The same goes if, instead of goblins, dark elves show up, steal the dreams of the village's children and the voices of cockerels, stick three of the villagers with poison darts and carry them off to be sacrificed to the blood tree -- raid back, free the captives, take valuables. It may be creepier than a cattle raid, but it's not more capital-E Evil.
Do not style different fantasy peoples after different real-world "exotic" cultures.
Even if the styling is supposed to be understood as flattering. Even if you mix and match them, as long as a trait will still be recognized as characterizing a specific culture by a reasonably educated reader.
YES:
My story is set in Fantasy Japan, where Human samurai fight Bakemono (goblins) and Oni (orcs) and romance Yuki-onna (elves).
NO:
My story is set in a fantasy world where Humans are Greek, Elves are Maasai, and Orcs are Ukrainian.
Watch out for pointlessly racialized loanwords, don't use them when a native equivalent exists. If the words for leader for Humans, Elves and Orcs are "archon", "laibon", and "hetman" respectively, it's the NO example above once again.
The exception to this is if there are no humans in your setting, and cultures are represented by their signature civilized non-humans.
Avoid words associated with tribal cultures when describing tribal cultures.
Tribes in fantasy are a form of social organization used by Stone Age "ugly" "monstrous" enemy peoples, whom the heroes fight and kill, often to extinction. Your characters are not anthropologists and your peoples can't be blamed for their lack of technological progress. So the orc leader is technically a chieftain, but the narrator and the characters will refer to him as a king.

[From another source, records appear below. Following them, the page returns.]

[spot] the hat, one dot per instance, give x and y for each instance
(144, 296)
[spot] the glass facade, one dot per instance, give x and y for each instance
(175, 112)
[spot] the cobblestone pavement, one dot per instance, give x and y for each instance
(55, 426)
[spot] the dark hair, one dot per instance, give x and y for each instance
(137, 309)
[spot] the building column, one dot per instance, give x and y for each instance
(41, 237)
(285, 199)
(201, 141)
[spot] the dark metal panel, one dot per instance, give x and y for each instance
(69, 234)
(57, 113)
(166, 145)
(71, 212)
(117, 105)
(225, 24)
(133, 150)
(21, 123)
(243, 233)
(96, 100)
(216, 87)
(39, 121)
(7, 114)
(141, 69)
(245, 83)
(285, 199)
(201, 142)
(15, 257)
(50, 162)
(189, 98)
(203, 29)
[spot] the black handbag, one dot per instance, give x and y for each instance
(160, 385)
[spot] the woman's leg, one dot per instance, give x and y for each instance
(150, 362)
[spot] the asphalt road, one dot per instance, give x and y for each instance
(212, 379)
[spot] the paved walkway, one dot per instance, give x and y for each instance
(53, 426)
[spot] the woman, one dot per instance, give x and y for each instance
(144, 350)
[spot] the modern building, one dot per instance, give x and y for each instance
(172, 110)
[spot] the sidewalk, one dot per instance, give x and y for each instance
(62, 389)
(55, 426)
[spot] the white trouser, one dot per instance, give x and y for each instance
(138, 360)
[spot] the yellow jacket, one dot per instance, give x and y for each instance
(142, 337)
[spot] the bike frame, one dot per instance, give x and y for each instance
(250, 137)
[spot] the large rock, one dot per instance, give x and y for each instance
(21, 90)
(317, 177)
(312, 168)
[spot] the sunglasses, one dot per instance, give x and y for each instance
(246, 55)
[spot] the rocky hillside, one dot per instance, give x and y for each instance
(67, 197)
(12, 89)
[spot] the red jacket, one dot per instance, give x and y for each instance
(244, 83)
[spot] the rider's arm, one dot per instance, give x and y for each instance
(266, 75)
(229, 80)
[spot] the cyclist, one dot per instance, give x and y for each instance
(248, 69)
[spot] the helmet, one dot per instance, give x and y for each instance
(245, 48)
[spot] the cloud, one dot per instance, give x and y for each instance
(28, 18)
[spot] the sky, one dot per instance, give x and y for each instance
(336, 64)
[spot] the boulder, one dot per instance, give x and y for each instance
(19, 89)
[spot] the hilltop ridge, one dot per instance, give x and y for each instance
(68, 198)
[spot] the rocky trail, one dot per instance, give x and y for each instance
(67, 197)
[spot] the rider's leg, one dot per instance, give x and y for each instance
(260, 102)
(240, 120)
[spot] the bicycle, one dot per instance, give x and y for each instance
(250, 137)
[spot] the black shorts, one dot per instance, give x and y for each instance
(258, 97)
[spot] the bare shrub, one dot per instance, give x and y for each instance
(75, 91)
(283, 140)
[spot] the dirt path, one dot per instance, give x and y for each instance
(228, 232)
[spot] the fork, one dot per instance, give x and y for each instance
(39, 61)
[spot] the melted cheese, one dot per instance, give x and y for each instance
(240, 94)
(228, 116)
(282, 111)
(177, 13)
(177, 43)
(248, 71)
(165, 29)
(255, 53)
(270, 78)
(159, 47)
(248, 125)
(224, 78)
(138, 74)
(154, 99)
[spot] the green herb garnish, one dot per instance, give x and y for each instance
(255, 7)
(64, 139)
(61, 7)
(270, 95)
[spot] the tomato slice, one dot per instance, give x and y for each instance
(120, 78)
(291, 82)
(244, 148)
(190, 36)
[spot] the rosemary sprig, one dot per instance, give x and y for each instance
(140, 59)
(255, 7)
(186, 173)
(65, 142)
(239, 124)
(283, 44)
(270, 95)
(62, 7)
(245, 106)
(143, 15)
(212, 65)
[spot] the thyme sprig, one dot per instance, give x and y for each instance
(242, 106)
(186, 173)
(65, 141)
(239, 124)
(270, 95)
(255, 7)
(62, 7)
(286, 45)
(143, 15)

Don't use conspicuous phonetic patterns of real cultures or their stereotypes in names.
Instead, invent some, or find some that are shared by disparate real cultures.
Don't ascribe annoying speech patterns to some of your fantasy peoples.
Annoying speech patterns portray the characters so afflicted as dumb and unpleasant. Also, they make reading unpleasant, and that's something best avoided.